Mit Christus den Tag aushalten
Jesus Christus macht es uns möglich, dass wir „den Tag aushalten“
Es war ein Tag, der gefüllt war mit klaren und deutlichen Gleichnissen, komplexen Fragen und tiefgründiger Lehre. Nachdem Jesus jene, die „wie getünchte Gräber“ sind, „von außen schön aussehen, innen aber voll sind von Knochen der Toten und aller Unreinheit“1, scharf getadelt hatte, lehrte er drei weitere Gleichnisse über geistige Vorbereitung und den Weg eines Jüngers. Eines davon war das Gleichnis von den zehn Jungfrauen.
„Dann wird es mit dem Himmelreich sein wie mit zehn Jungfrauen, die ihre Lampen nahmen und dem Bräutigam entgegengingen.
Fünf von ihnen waren töricht und fünf waren klug.

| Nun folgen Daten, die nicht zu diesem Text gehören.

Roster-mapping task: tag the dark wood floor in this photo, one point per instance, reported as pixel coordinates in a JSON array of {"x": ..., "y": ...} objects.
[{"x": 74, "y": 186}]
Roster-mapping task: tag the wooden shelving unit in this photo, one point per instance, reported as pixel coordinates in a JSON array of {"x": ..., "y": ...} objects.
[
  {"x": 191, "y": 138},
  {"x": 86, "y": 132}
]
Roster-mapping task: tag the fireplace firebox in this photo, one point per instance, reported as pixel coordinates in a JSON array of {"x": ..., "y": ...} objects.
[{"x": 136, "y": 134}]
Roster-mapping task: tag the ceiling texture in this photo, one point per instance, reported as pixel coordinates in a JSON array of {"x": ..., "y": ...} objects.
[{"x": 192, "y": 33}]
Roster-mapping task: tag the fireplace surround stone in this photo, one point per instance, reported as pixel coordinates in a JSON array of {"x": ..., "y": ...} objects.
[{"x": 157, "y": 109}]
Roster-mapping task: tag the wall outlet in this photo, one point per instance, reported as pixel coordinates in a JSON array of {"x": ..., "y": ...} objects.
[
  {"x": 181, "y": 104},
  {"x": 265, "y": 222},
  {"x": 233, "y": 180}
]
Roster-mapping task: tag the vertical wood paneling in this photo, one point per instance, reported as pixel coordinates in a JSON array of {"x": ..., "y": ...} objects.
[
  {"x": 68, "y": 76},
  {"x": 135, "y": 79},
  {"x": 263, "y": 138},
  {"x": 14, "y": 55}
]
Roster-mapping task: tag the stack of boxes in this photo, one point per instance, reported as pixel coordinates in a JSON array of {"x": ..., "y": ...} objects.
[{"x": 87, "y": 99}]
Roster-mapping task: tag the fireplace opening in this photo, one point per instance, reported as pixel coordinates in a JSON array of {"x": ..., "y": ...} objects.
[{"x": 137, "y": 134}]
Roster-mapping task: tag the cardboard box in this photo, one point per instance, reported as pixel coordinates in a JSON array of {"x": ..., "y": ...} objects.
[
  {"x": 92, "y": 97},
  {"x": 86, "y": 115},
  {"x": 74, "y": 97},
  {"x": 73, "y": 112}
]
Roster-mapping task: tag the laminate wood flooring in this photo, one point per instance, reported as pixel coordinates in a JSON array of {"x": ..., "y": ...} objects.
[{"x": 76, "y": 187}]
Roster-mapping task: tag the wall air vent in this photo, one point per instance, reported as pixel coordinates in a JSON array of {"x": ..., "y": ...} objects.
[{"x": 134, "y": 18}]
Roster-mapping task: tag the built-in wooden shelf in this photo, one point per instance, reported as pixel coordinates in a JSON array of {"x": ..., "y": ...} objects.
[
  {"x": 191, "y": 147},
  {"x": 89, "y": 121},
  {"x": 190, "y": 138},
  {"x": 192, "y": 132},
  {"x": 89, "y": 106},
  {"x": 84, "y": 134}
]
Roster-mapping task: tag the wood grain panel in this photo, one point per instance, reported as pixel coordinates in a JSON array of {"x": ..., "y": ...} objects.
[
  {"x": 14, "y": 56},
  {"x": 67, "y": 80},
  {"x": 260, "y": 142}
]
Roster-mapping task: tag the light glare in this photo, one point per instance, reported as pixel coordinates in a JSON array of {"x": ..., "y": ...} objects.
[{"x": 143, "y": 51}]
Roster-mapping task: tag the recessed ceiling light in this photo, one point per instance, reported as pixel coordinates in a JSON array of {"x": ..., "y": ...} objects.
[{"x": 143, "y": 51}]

Die törichten nahmen ihre Lampen mit, aber kein Öl,
die klugen aber nahmen mit ihren Lampen noch Öl in Krügen mit.
Als nun der Bräutigam lange nicht kam, wurden sie alle müde und schliefen ein.
Mitten in der Nacht aber erscholl der Ruf: Siehe, der Bräutigam! Geht ihm entgegen!
Da standen die Jungfrauen alle auf und machten ihre Lampen zurecht.
Die törichten aber sagten zu den klugen: Gebt uns von eurem Öl, sonst gehen unsere Lampen aus!
Die Klugen erwiderten ihnen: Dann reicht es nicht für uns und für euch; geht lieber zu den Händlern und kauft es euch!
Während sie noch unterwegs waren, um es zu kaufen, kam der Bräutigam. Die Jungfrauen, die bereit waren, gingen mit ihm in den Hochzeitssaal und die Tür wurde zugeschlossen.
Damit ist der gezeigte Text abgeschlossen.